Google’s got the money to do a lot of fundamental, DARPA type work. But, why bother when they can profit from the work of government-funded projects? And why drive down their stock price?
Good points. How do you see the Google driverless car project fitting in? Any speculations on how they will monetize that?
Ah…yes.
I think the point that is important here is not the level of comparative risk Google might be assuming by picking up DARPA funded companies but instead the full range of “blue sky” technologies Google is aggressively acquiring. If DARPA is the “big risk” governmental agency, then Google clearly is doing a lot of blue sky thinking in the private sector. And once they acquire these radically innovative companies the innovative thinking and risk internal to those organizations will not magically end.
Google has also taken on some massive risks of its own in the past. If anyone had said in 1995 that they were going to photograph every single street and building on the planet and put it all online, we would have called them crazy.
So is risk-taking the essence of DARPA? Or is it what the risk is in service of? DARPA is in service of the Pentagon. Google is a question mark for me.

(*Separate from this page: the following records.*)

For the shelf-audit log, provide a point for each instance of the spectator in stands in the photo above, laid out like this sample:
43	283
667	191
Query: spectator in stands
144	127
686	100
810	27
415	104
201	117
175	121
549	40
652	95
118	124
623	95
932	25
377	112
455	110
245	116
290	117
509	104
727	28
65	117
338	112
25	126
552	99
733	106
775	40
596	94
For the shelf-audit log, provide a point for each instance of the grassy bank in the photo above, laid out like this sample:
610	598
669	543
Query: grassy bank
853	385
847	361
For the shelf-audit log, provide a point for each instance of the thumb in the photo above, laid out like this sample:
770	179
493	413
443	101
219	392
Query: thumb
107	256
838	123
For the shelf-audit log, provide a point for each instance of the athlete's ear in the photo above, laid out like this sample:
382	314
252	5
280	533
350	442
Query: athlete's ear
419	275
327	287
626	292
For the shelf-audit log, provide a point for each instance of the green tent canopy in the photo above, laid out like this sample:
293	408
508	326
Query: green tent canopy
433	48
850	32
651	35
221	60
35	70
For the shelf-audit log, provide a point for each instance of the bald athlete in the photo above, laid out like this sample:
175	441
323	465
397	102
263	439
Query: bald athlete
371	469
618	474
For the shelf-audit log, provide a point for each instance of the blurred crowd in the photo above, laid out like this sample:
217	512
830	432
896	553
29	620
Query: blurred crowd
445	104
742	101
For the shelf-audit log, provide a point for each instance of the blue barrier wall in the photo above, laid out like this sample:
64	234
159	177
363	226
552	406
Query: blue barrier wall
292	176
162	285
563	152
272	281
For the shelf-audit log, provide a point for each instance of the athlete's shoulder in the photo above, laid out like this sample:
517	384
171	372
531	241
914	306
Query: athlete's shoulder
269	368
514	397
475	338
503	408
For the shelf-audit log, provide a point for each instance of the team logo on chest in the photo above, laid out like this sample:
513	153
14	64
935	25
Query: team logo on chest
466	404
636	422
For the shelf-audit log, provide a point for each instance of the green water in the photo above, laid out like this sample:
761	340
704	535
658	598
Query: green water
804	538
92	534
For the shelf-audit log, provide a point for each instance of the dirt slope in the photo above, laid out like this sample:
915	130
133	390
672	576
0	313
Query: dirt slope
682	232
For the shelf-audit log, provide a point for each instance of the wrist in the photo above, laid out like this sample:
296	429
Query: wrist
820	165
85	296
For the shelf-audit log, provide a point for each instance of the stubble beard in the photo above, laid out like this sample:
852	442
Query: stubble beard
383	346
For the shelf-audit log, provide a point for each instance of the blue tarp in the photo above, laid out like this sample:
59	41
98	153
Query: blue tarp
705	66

Yes, as a company, it is in the business of making money. But some of these projects have a very long-range payoff, if any. Driverless cars. Humanoid robots. Moon missions. We’re talking years from payoff, if these projects even succeed in the business sense.
That’s not the sort of risk most companies are willing or able to take, which is why government organizations like DARPA are vital for long-range R&D. But Google is acting more like a DARPA than, say, an Apple, in its pursuit of long-range projects for which the payoff is uncertain.
My question is, what is it in service of? We know what DARPA’s ultimate mission is. What is Google’s?